Lab 1

Objectives

 1. To perform the aseptic technique and dilution series. 

2. To practice the streaking and spreading technique on culture media. 

Materials 

Each student or team of students will require the following items: 

• 99.7% ethanol

• Bacterial culture 

• Vials or Test Tube  

• Pipettes (1000 µL ;100 µL)  

• Sterile distilled water  

• Inoculating loop 

• Glass rod 

• Nutrient agar

• Laminar air flow cabinet  

• Growth chamber 

Procedures

1. The sterilization procedure was performed to eliminate all possible contaminants on the working bench surface and in the laminar airflow. Sterilized utensils were used.

2. A ten-fold serial dilution was conducted for the bacterial culture. For a ten-fold dilution on a 1 mL volume, vials/test tubes were filled with 900 µL of water, and 100 µL of the stock microbial solution was serially transferred, with thorough mixing after every dilution step. This step was crucial to obtain a sufficiently diluted bacterial culture that could be easily counted on a spread plate.

3. A bacterial streaking and spreading technique was exercised on Nutrient Agar (NA) using an inoculating loop. The loop was dipped into the diluted bacterial solution and then spread across one quadrant of the NA. Four-streaking and single-streaking techniques (Figure 7) were used to produce single colonies of bacteria.

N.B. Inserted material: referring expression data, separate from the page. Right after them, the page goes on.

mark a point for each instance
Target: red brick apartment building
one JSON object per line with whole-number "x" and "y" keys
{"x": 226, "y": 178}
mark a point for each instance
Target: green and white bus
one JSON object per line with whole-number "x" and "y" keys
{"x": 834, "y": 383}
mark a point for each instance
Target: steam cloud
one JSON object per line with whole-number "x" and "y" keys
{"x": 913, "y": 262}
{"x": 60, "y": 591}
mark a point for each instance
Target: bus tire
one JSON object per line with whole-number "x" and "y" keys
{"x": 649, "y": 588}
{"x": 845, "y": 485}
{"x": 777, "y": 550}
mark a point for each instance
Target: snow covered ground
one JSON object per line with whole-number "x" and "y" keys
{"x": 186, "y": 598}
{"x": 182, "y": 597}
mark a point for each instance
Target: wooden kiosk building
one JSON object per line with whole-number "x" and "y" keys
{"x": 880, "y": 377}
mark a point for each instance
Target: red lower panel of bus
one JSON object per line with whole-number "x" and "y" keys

4. The plates were incubated in the incubator at a set temperature of 25°C.

5. The plates were observed, and single bacterial colonies were counted after 48 hours of incubation.

Results

Discussion

The total number of bacterial colonies counted on the plates gave an idea of the bacterial concentration in the original culture after performing the dilution and streaking procedures. Comparing the growth patterns on the four-streak and single-streak plates highlighted some key differences in how each method worked to isolate colonies. The four-streak technique, which involved making several passes of the inoculating loop across the plate, resulted in more colonies due to the dilution process with each streak. However, this sometimes caused colonies to overlap or cluster, especially in the center, where the bacteria were more concentrated. While this could make it harder to clearly identify individual colonies, it was useful for generating a large number of colonies for further analysis. In contrast, the single-streak technique involved a single, continuous streak of bacteria, leading to more spaced-out colonies. This method produced fewer colonies, but it was better for isolating individual colonies, allowing for clearer observation of their characteristics. The single-streak technique also made it easier to identify distinct colony morphology and ensured each colony was isolated. Ultimately, both methods had their advantages. The four-streak technique was effective for producing more colonies, while the single-streak method was better for isolating pure colonies. The choice of technique depends on the goal of the experiment—whether it’s counting colonies or obtaining pure cultures for further study.

Conclusion

To wrap up, both the four-streak and single-streak techniques were effective for isolating bacterial colonies, but each had its own strengths depending on the goals of the experiment. The four-streak method worked well for generating a larger number of colonies, which is helpful when you need to count many colonies for analysis. However, it sometimes led to overlapping colonies, which could make it harder to identify them individually. On the other hand, the single-streak technique gave better separation between colonies, making it easier to observe their unique characteristics and ensuring a pure culture. While it produced fewer colonies, it was great for isolating specific strains for further study. In the end, the choice of method depends on whether the experiment requires a high colony count or the isolation of pure bacterial cultures.